Sector developments and company hires
GSE results improve
Both Fannie Mae and Freddie Mac have reported sharply improved Q2 results, despite the ongoing housing market dislocation as a result of Covid-19. Fannie Mae said net comprehensive income was US$2.53bn, compared to US$476m in Q1, while Freddie Mac had income of US$1.94bn compared to US$620m in Q1. Both GSEs had much lower than usual profits in Q1 as loan loss allowances were increased dramatically to reflect the expected impact of the pandemic.
Fannie Mae added that 972,000 of its borrowers were in forbearance plans at the end of June, representing 5.7% of its single-family business. Only 1.2% multi-family loans are in forbearance. It says it will extend the moratorium on foreclosures until the end of August at the earliest.
In other news…
CLO management transferred
The investment management agreement for B&M CLO 2014-1 has been transferred from Tortoise Credit Strategies (TCS) to R Squared BM, doing business as Ducenta Squared Asset Management (DSAM). The move follows DSAM’s acquisition of TCS – whose predecessor was Bradford & Marzec - in April. Senior TCS professionals received equity stakes in DSAM as part of the agreement. Jeffrey Brothers, who joined Bradford & Marzec in 1994, was named co-head of fixed income and senior portfolio manager - head of structured products.

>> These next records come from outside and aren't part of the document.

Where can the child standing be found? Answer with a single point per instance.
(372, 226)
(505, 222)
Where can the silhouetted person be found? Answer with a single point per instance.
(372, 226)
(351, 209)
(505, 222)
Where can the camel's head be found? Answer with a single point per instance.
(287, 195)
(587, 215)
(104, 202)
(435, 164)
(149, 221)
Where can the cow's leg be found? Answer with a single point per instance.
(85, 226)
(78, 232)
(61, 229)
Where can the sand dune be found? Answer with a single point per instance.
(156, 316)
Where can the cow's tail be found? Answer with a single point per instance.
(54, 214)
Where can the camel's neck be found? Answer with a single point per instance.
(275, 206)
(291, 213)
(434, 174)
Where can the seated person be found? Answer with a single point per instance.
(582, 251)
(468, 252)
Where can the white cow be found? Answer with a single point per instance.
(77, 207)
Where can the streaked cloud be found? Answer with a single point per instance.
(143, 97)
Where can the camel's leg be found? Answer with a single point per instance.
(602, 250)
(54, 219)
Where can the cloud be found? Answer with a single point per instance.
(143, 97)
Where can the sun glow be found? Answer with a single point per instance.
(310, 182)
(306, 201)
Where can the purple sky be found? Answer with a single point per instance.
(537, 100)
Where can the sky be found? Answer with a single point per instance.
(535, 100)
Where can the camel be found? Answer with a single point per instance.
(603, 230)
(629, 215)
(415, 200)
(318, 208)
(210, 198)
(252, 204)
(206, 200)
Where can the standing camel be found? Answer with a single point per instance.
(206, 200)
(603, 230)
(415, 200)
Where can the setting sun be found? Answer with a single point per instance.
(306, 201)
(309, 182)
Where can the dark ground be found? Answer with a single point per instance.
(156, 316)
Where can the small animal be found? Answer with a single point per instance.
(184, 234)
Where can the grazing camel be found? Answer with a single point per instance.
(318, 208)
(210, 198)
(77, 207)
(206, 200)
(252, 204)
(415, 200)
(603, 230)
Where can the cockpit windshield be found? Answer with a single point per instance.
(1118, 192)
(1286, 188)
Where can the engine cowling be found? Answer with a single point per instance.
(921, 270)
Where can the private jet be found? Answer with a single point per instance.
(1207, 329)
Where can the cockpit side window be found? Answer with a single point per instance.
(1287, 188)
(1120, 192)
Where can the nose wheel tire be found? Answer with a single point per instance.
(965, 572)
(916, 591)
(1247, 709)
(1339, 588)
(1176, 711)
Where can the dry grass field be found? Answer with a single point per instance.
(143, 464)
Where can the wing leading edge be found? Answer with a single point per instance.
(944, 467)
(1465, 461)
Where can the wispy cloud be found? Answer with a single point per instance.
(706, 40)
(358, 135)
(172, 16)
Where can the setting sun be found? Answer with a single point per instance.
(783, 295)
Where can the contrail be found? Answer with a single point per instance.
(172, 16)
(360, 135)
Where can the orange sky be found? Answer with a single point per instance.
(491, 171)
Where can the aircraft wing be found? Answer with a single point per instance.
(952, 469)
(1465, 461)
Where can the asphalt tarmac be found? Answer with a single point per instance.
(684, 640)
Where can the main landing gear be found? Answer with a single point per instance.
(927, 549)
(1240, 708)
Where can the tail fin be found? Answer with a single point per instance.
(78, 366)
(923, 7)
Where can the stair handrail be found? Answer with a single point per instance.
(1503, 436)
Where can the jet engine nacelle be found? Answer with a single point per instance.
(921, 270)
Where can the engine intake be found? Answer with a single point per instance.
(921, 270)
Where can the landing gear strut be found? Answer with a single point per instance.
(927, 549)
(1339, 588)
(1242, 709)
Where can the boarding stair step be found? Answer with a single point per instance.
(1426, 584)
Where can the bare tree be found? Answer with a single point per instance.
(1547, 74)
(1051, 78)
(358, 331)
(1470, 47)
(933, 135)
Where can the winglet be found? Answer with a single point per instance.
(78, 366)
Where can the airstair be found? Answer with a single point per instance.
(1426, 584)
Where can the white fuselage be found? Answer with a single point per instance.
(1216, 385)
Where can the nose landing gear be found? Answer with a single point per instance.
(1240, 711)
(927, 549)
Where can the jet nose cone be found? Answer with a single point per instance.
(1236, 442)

Analytics solution selected
The FHFA has selected RiskSpan’s cloud platform, Edge, to analyse agency MBS issued by Fannie Mae and Freddie Mac. Edge hosts and manages approximately 13 billion loan records and 3.5 million securities – with securities performance history dating back over 20 years. The cloud solution connects RiskSpan clients with loan-level collateral backing agency MBS, CMOs, non-agency RMBS and ABS.